Republik Jakarta – Paparan polusi udara selama pengambilan sel telur dapat secara signifikan mengurangi kemungkinan keberhasilan transfer fertilisasi in vitro (IVF), menurut sebuah studi baru. Studi ini menunjukkan bahwa kualitas udara yang buruk mempengaruhi kesuburan lebih awal dari yang diketahui sebelumnya.
Penelitian ini melibatkan sekitar 1.800 pasien dan 3.700 transfer embrio beku di Perth, Australia, antara tahun 2013 dan 2021. Para peneliti menganalisis paparan partikel pada waktu yang berbeda sebelum sel telur pasien dikumpulkan dan kemudian dipantau selama kehamilan.
Wanita yang terpapar polutan tingkat tertinggi dalam dua minggu sebelum pengumpulan sel telur memiliki kemungkinan 38% lebih kecil untuk melahirkan bayi hidup dibandingkan dengan wanita yang terpapar polutan tingkat terendah.

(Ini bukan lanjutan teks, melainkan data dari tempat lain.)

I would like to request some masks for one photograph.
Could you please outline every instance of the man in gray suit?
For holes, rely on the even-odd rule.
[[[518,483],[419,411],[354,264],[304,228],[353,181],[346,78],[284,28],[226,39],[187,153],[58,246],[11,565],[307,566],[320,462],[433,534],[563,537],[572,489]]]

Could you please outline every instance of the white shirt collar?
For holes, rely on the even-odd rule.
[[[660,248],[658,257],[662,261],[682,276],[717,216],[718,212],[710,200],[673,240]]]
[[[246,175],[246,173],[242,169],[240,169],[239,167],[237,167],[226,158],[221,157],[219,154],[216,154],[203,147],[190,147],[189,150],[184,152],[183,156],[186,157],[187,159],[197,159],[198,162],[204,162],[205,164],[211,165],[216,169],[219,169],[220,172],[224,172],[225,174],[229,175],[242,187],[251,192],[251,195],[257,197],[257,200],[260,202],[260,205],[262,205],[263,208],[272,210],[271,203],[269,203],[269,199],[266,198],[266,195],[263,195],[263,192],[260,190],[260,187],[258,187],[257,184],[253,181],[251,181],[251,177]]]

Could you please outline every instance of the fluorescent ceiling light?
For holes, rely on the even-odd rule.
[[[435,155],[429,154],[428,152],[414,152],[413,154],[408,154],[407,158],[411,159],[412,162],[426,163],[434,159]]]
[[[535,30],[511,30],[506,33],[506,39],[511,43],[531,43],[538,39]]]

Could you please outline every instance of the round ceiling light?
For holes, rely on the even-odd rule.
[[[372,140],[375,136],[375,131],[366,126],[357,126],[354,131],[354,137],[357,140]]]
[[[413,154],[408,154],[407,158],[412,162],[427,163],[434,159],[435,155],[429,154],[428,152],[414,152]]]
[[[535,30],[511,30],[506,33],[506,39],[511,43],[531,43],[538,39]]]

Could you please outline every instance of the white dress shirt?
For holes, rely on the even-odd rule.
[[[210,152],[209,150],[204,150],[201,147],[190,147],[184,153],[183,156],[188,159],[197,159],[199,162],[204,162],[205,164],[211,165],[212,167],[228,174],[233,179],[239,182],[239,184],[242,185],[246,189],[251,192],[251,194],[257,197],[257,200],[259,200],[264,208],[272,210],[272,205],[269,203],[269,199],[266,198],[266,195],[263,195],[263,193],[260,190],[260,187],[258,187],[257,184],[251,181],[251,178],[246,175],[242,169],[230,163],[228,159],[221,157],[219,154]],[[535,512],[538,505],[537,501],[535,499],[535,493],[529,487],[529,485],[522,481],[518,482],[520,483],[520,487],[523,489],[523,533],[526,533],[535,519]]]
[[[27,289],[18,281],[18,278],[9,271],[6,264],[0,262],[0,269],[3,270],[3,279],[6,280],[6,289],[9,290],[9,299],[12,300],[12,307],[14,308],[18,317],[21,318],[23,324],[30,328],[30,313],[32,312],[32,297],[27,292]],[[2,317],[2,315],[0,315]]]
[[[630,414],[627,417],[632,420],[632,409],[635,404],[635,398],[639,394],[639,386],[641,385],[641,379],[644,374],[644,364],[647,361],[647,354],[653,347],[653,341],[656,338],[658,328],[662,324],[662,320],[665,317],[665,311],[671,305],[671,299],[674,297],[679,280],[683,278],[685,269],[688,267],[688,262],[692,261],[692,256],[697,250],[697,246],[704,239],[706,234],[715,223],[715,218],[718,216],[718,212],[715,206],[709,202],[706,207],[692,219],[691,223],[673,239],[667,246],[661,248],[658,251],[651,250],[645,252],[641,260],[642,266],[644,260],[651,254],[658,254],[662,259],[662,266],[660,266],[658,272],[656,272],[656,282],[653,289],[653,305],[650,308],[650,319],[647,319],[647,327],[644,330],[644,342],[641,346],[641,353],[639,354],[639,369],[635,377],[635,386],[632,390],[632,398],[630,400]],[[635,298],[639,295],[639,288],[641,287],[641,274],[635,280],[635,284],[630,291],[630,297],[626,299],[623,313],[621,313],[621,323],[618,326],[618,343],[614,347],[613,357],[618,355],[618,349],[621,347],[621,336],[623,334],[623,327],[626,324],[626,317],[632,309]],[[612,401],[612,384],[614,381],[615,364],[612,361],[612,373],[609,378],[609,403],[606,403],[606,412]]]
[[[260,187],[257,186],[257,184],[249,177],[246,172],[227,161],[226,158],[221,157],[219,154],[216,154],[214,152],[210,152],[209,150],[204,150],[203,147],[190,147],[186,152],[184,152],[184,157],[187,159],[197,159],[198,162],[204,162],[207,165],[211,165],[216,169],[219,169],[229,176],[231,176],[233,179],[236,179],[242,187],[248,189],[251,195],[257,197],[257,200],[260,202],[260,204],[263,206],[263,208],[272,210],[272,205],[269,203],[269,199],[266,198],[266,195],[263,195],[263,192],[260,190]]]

Paparan radiasi yang tinggi dalam tiga bulan sebelum pengambilan sel telur juga dikaitkan dengan rendahnya kemungkinan melahirkan, demikian temuan studi tersebut.
“Temuan ini menunjukkan bahwa kontaminasi berdampak negatif pada kualitas sel telur dan tidak hanya pada tahap awal kehamilan, perbedaan yang belum pernah dilaporkan sebelumnya,” kata penulis utama studi kesuburan, Dr. Sebastian Ledersick. , Euronews melaporkan pada Selasa (7 September 2024).
Leathersich mencatat bahwa kualitas udara sangat baik selama masa penelitian. Tingkat PM2.5, partikel halus yang terkait dengan gas, minyak, dan bahan bakar diesel, melampaui pedoman internasional hanya dalam 4,5% hari. Tingkat PM10, yang mencakup debu dari tempat pembuangan sampah, peternakan dan lokasi industri, melebihi pedoman sebesar 0,4% hari.
“Perubahan iklim, bahkan pada tingkat yang dianggap aman, merupakan ancaman serius dan segera terhadap kesehatan reproduksi manusia,” kata Ledersick.
Studi ini menambah banyak penelitian yang menunjukkan bahwa paparan polusi udara dapat menyebabkan hasil kehamilan yang buruk, termasuk berat badan lahir rendah dan kelahiran prematur. Polusi udara juga disebut-sebut berkaitan dengan penurunan kualitas sperma pria.
Polusi udara juga mempunyai dampak luas terhadap kesehatan manusia, terutama penyakit pernafasan. Paparannya meningkatkan risiko stroke, penyakit jantung, penyakit paru obstruktif kronik (COPD), kanker paru-paru dan pneumonia, dan Organisasi Kesehatan Dunia (WHO) memperkirakan bahwa polusi udara dalam dan luar ruangan membunuh hampir 7 juta orang setiap tahunnya. Untuk mengurangi paparan polusi, kata Leathersick, masyarakat harus menggunakan alat pembersih udara, menutup pintu dan jendela rumah pada hari-hari ketika tingkat polusi tinggi, dan menutup jendela mobil saat lalu lintas padat.